Department ‘aids drinks industry in targeting children’
Publishing a paper calling for a ban on alcohol advertising, the Irish College of Psychiatrists (ICP) criticised Health Minister Mary Harney of having a “pro industry” bias on alcohol.
“It doesn’t make any sense to me that the Department of Health and Children is facilitating the drinks industry in their efforts to target advertising at children,” said consultant psychiatrist Dr Bobby Smyth.
“I think it’s the desire to facilitate industry and business, and regulation is obviously the enemy of entrepreneurship and certainly the minister at the helm of the Department of Health would be very pro-industry, but I think she’s got the balance wrong on this particular issue.”
Dr Smyth is the lead author of a paper, Calling Time on Alcohol Advertising and Sponsorship in Ireland, published by the ICP.

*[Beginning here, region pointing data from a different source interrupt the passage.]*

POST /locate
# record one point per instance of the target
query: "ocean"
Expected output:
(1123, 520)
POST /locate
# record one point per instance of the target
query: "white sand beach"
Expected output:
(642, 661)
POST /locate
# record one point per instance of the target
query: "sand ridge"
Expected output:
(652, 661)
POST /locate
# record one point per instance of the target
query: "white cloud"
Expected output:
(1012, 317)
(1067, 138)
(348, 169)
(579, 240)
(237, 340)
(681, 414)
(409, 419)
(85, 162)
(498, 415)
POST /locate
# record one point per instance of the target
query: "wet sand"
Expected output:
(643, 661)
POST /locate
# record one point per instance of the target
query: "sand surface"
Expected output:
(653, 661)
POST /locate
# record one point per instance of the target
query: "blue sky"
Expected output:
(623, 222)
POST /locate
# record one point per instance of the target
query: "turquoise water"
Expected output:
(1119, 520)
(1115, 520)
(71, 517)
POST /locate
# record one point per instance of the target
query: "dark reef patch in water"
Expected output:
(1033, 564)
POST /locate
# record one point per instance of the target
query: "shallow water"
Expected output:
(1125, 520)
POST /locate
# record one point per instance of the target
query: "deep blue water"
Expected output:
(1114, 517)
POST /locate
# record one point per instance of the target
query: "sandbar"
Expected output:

He said: “the country with probably the biggest alcohol problem in the western world” has “no one leading our development of alcohol policy. It should be a cause of concern”.
He said research by the Office on Tobacco Control revealed that 16 and 17-year-olds spent €21 per week on alcohol.
“This translates as a total annual spend by Irish adolescents of €145 million. This illegal alcohol market is therefore larger in size than the total illegal market in Ireland for drugs such as heroin, estimated to be €60 to €70m.”
Dr Smyth said European research found Irish 15 to 16 year-olds had the highest rates of drunkenness, with a 25% getting drunk every week.
He said the drinks industry spent 70m in 2007 on advertising and described the Alcohol Marketing Monitoring Body, set up by the Department of Health, as “window dressing” as it was dominated by the drinks industry, advertisers and broadcasters and was essentially self-regulation.
He said all efforts and strategies on alcohol have always involved the drinks industry. He said drug dealers did not sit on the table in the National Drugs Strategy.
Co-author Dr Eamon Keenan said there had been “minimal funding” to alcohol services over the last 10 years and that alcohol services lagged far behind drug services.
Dr Keenan said the ICP had argued for alcohol to join drugs in one addiction strategy.